# Tonight I'm gonna party like it's 1899!



## Dave (Oct 14, 2010)

Is this a fabulous idea, or is it a bit of a waste of money?

It is hardly cutting edge technology, but I find the idea interesting. 



> *Campaign builds to construct Babbage Analytical Engine*
> 
> By Jonathan Fildes Technology reporter, BBC News
> 
> ...


----------



## PTeppic (Oct 15, 2010)

I'd love to get ten thousand volunteers and try to build a "real" pyramid. But would take a LOT of money (and planning permission - so maybe somewhere not in the UK)


----------



## Dave (Oct 15, 2010)

PTeppic said:


> volunteers


It couldn't be done without slave labour. Health & Safety would make it impossible - too many deaths.

An Analytical Engine, conversely, ought to be easier. Modern machines with exact tolerances would make mass production of the parts simple.


----------



## chrispenycate (Oct 15, 2010)

I'm working on the screen driver card. In St. Croix, in the Swiss Jura, there is a museum  of music boxes and automata, with a Pierrot holding a quill pen, which he dips into the ink, and handwrites one of a selection of different messages; all run on watch parts.

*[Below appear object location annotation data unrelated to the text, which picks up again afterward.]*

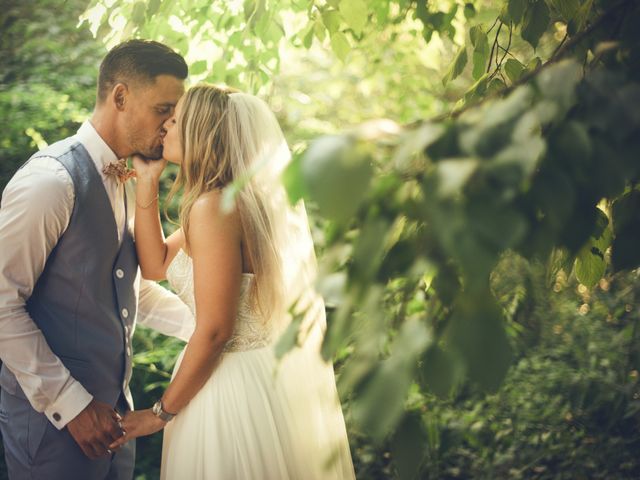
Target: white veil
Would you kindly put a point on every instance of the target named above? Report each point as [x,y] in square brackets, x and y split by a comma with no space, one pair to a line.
[266,155]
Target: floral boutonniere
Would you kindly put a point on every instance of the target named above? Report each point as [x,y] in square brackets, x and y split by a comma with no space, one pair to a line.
[120,170]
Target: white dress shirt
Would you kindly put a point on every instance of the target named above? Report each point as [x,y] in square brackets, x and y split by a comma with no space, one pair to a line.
[35,211]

Certainly screen refresh is a touch slow, but he's entirely clockwork, and comes with a sound driver that plays "Au clair de la lune".

This was the only video I could find; I have a better one, but uploading it onto You-tube?

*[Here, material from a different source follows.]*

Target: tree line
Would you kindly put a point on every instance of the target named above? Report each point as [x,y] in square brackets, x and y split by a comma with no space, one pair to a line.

*_starts working on the tin can and taut string modem_*


Le Pierrot écrivain (vidéo) - Turbo.fr


----------



## J-WO (Oct 17, 2010)

A Victorian computer is all very well, but if you Googled for porn all you'd get would be table legs.


----------



## Dave (Oct 17, 2010)

J-WO said:


> A Victorian computer is all very well, but if you Googled for porn all you'd get would be table legs.


And ankles!

At least you wouldn't get spam for Telegrams and Liver Tonics.


----------



## PTeppic (Oct 17, 2010)

Dave said:


> At least you wouldn't get spam for Telegrams and Liver Tonics.



No, but just think of all the interesting things that WERE still for sale, instead, legally or semi-legally...


----------